In this issue of JEM, Taylor et al. (https://doi.org/10.1084/jem.20161653) describe PD-1 as a critical negative regulator of group 2 innate lymphoid cells (ILC-2s). PD-1 intrinsically controls proliferation and cytokine production of both mouse and human ILC-2s. PD-1 signaling inhibits STAT5 phosphorylation and the removal of this brake by knocking down PD-1 expression or by using anti–PD-1 blocking antibodies, translated in vivo into better clearance of helminth worm infection in mice.

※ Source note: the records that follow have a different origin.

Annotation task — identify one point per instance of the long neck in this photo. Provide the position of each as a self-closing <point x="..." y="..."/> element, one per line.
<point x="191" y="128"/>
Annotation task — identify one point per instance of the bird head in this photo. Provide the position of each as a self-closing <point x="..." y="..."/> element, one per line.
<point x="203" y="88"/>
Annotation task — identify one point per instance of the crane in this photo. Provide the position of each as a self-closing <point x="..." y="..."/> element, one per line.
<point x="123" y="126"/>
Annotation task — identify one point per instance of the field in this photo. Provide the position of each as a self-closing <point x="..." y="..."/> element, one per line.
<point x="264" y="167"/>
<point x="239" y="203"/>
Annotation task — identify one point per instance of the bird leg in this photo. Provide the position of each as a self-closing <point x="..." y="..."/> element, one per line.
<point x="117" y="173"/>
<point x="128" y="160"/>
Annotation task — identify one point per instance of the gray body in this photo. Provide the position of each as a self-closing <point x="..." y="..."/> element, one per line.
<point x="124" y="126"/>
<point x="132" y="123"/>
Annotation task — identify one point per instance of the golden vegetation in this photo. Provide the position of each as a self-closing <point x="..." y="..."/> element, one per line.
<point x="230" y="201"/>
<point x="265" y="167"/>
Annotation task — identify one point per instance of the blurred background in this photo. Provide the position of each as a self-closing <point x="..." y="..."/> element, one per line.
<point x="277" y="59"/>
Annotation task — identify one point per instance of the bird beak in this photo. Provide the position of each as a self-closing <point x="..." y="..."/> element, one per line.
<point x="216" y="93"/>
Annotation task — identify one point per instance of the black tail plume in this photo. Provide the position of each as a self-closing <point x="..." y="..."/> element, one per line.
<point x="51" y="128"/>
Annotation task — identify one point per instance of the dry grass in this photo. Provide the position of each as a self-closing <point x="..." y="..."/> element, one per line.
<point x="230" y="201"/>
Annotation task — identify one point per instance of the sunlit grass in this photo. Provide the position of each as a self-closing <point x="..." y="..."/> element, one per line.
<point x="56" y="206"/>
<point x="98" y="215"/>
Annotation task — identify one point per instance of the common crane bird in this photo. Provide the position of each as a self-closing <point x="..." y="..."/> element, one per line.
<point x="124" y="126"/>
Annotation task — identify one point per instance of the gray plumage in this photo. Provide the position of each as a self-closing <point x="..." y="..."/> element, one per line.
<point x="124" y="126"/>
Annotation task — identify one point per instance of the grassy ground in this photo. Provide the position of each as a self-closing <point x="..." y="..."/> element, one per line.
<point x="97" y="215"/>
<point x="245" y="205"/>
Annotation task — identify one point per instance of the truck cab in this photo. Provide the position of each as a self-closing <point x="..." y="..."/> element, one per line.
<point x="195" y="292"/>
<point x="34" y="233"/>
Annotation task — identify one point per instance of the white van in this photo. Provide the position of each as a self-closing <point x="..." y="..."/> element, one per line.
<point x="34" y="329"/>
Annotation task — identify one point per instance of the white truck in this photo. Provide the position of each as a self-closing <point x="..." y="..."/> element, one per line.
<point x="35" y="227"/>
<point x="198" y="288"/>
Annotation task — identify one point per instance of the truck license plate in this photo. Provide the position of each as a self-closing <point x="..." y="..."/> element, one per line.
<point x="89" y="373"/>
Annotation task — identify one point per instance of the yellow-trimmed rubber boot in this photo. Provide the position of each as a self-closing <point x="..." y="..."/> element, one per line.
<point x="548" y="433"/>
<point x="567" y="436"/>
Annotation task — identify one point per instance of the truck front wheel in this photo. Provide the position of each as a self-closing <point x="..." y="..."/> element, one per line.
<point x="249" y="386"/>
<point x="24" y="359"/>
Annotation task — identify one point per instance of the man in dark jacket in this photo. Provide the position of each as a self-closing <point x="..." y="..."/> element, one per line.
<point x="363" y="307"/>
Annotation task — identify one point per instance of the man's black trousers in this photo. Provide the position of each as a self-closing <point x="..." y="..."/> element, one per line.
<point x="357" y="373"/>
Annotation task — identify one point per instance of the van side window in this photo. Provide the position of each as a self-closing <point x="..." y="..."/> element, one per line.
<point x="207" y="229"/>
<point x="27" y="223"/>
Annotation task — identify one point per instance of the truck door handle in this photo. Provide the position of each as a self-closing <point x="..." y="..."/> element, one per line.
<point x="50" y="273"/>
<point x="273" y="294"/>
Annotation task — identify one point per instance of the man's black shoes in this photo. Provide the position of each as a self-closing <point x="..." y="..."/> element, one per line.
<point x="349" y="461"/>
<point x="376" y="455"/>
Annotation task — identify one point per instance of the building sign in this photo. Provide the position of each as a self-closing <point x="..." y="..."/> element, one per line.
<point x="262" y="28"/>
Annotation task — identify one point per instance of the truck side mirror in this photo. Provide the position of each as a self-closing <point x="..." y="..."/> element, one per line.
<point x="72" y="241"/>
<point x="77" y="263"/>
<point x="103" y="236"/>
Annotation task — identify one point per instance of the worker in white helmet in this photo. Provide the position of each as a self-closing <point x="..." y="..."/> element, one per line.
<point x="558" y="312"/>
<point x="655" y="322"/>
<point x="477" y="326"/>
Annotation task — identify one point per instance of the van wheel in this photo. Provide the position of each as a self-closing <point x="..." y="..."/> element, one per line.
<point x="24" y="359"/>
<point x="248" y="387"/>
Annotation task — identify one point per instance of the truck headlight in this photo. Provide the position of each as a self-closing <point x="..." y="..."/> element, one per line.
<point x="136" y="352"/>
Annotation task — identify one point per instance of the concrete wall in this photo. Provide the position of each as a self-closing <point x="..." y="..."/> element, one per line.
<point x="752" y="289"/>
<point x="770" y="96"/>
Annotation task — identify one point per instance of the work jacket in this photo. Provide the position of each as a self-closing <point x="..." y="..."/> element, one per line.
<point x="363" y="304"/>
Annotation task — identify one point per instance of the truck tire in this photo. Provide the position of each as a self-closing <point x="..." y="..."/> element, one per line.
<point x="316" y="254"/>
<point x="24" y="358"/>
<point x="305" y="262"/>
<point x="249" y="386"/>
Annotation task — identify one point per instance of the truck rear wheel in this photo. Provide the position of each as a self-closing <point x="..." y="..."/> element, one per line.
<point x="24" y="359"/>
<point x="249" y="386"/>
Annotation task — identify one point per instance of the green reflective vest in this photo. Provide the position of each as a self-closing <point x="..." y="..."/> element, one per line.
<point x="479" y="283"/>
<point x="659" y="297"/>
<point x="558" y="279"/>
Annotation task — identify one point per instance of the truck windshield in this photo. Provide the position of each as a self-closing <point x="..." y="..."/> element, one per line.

Innate lymphoid cells (ILCs) are the most recently identified immune cell types, and the regulation of their responses is still not completely understood. ILCs are tissue-resident cells mainly found at mucosal surfaces of intestine and lungs and in the skin (Klose and Artis, 2016). Thanks to these strategic locations, they are among the first immune cells to react to pathogens. In contrast to myeloid cells, the expression of a large panel of receptors sensing microbes has not been described on ILCs (Hammad and Lambrecht, 2015). The current knowledge on ILC regulation has been mainly focused on the impact of soluble factors released by myeloid or epithelial cells. Among ILCs, ILC-2s are defined as lineage negative (Lin−), CD127+ CD25+ KLRG1+ GATA-3high cells. Cytokines such as IL-33, IL-25, TSLP, IL-2, IL-4, and IL-7 and inflammatory mediators such as prostaglandin D2 and leukotriene D4 stimulate ILC-2 expansion and effector functions. Upon stimulation, ILC-2s secrete IL-5, IL-13, and the epidermal growth factor–like molecule amphiregulin, making them central regulators of type 2 immune responses (Hammad and Lambrecht, 2015; Klose and Artis, 2016). In particular, ILC-2s have been shown to actively control parasitic worm infections, epithelial repair, and mucosal tissue homeostasis in several mouse models. However, if deregulated, ILC-2s can also induce tissue fibrosis and trigger type 2 immunopathologies such as allergies, asthma, and atopic dermatitis (Klose and Artis, 2016). Therefore, the dissection of the mechanisms leading to the regulation of ILC-2 functions is of great interest.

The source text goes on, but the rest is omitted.